Nitekim O Rahmet Peygamberi (s.a.v.) şöyle buyuruyor:
“Sağlığım sizin için hayırlıdır: Siz benimle konuşursunuz; ben de sizinle konuşurum! Vefâtım da sizin için hayırlıdır: Amelleriniz bana arz olunur, hayırlı amellerinizi gördüğümde, ondan dolayı Allâh’a hamd ederim; kötü amellerinizi gördüğümde ise sizin için Allah’tan mağfiret dilerim.” (Heysemî, IX, 24)
“Dikkat edin!

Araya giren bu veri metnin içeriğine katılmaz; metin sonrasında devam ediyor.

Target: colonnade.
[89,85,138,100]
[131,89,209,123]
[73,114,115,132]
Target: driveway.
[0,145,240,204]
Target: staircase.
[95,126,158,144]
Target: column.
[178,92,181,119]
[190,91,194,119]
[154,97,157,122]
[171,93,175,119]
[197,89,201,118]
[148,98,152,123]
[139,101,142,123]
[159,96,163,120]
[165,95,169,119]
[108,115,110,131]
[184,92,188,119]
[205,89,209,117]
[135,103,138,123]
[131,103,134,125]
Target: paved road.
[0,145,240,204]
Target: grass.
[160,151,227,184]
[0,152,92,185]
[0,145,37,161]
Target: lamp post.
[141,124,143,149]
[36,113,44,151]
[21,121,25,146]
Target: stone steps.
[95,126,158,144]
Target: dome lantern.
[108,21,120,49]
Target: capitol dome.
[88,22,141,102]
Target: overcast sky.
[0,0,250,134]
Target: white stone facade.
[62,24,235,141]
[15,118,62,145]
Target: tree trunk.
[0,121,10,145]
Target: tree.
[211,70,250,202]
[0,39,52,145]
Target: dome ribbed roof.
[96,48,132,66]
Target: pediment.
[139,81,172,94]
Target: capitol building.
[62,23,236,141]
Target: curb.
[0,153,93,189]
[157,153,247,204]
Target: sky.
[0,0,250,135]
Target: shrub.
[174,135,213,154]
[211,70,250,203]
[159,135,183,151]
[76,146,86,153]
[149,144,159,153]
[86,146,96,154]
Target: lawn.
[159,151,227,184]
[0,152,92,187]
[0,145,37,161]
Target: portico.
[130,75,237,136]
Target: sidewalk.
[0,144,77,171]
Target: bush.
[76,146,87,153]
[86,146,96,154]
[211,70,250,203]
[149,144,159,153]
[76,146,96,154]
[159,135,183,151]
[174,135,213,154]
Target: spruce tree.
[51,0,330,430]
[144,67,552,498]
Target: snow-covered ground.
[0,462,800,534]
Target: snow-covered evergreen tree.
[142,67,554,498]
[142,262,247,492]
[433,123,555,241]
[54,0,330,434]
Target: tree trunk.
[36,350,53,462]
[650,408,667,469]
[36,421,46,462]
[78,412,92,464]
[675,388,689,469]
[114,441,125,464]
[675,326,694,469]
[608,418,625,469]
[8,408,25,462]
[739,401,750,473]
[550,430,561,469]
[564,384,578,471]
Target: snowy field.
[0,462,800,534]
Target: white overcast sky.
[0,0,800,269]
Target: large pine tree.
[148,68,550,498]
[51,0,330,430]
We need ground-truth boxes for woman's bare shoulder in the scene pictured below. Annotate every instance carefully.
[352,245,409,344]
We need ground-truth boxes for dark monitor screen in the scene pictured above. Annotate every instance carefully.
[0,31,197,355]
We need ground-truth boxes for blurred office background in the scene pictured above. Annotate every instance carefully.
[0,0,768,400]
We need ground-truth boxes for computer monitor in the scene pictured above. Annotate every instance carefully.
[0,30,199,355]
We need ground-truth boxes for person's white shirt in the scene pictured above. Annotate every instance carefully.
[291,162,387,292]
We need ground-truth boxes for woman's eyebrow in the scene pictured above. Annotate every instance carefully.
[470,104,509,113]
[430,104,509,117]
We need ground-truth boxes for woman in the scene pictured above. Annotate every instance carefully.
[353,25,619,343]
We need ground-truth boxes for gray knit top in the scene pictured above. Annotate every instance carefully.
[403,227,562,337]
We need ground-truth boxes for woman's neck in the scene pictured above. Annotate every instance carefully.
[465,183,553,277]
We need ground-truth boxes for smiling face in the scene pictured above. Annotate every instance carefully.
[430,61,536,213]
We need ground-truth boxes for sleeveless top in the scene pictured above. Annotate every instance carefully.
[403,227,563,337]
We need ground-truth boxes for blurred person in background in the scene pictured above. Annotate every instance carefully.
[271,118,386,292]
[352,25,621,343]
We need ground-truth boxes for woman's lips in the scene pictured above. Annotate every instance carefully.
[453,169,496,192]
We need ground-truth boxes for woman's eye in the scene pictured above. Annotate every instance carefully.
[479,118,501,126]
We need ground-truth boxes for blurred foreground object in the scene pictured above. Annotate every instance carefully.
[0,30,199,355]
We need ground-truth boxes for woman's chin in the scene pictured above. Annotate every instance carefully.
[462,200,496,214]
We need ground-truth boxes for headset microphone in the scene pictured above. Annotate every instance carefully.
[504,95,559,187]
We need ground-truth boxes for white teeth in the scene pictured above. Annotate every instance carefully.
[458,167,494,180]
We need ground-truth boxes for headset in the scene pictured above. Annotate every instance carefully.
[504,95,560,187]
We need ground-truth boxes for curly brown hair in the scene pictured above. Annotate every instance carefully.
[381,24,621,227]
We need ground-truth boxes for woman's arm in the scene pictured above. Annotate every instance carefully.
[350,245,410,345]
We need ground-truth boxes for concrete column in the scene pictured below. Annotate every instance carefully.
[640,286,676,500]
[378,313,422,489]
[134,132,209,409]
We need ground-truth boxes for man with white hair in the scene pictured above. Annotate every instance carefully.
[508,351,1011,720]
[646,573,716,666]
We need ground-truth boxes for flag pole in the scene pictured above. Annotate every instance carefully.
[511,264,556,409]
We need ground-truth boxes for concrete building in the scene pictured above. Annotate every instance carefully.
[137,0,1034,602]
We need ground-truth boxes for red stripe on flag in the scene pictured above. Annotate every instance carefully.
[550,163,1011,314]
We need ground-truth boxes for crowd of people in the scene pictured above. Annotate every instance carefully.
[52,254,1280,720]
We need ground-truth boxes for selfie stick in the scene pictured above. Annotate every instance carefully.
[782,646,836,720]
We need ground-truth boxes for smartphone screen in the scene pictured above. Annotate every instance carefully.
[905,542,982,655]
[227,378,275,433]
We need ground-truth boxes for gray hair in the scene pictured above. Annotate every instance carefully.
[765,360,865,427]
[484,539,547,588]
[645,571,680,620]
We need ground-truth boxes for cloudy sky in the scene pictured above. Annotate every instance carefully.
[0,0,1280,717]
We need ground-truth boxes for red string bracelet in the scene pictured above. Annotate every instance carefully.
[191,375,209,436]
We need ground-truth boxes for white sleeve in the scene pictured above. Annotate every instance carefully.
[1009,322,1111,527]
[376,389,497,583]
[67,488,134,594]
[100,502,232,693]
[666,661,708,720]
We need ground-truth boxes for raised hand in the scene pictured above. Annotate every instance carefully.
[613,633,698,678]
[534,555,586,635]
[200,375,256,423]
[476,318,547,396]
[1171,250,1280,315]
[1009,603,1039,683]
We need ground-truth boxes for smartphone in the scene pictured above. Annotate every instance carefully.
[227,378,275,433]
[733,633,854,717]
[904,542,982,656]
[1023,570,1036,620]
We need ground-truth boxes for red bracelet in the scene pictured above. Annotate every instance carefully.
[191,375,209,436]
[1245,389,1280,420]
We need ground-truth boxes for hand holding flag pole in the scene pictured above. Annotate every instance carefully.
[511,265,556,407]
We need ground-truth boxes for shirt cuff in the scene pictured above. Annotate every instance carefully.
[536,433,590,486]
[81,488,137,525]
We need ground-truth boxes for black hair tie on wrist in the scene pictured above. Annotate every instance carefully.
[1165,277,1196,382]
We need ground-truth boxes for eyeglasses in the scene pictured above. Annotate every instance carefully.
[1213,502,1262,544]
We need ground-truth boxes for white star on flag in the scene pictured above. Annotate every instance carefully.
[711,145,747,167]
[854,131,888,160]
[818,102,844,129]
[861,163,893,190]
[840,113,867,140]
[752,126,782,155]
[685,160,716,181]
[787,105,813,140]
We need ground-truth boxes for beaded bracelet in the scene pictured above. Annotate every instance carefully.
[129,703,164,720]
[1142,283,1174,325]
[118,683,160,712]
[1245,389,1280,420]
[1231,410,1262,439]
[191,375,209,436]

Ben hayatımda sizin için bir emniyet vesîlesiyim. Vefât ettiğimde ise, kabrimde: «Yâ Rabbi! Ümmetim, ümmetim!..» diye ilk Sûr üfleninceye kadar nidâ edeceğim…” (Ali el-Müttakî, Kenzü’l-Ummâl, c. 14, s. 414)
Yani ümmetini çok seven Efendimiz (s.a.v.), kabir âleminde bile kıyâmete kadar duâ ve niyazlarıyla ümmetine yardım hâlinde olduğunu bildiriyor. Demek ki Efendimiz (s.a.v.), bugün zâhiren ve bedenen olmasa bile, rûhâniyetiyle dâimâ aramızda bulunuyor. Rabbimiz, O’nun hürmetine ümmet-i Muhammed’e nice lûtuflarda bulunuyor.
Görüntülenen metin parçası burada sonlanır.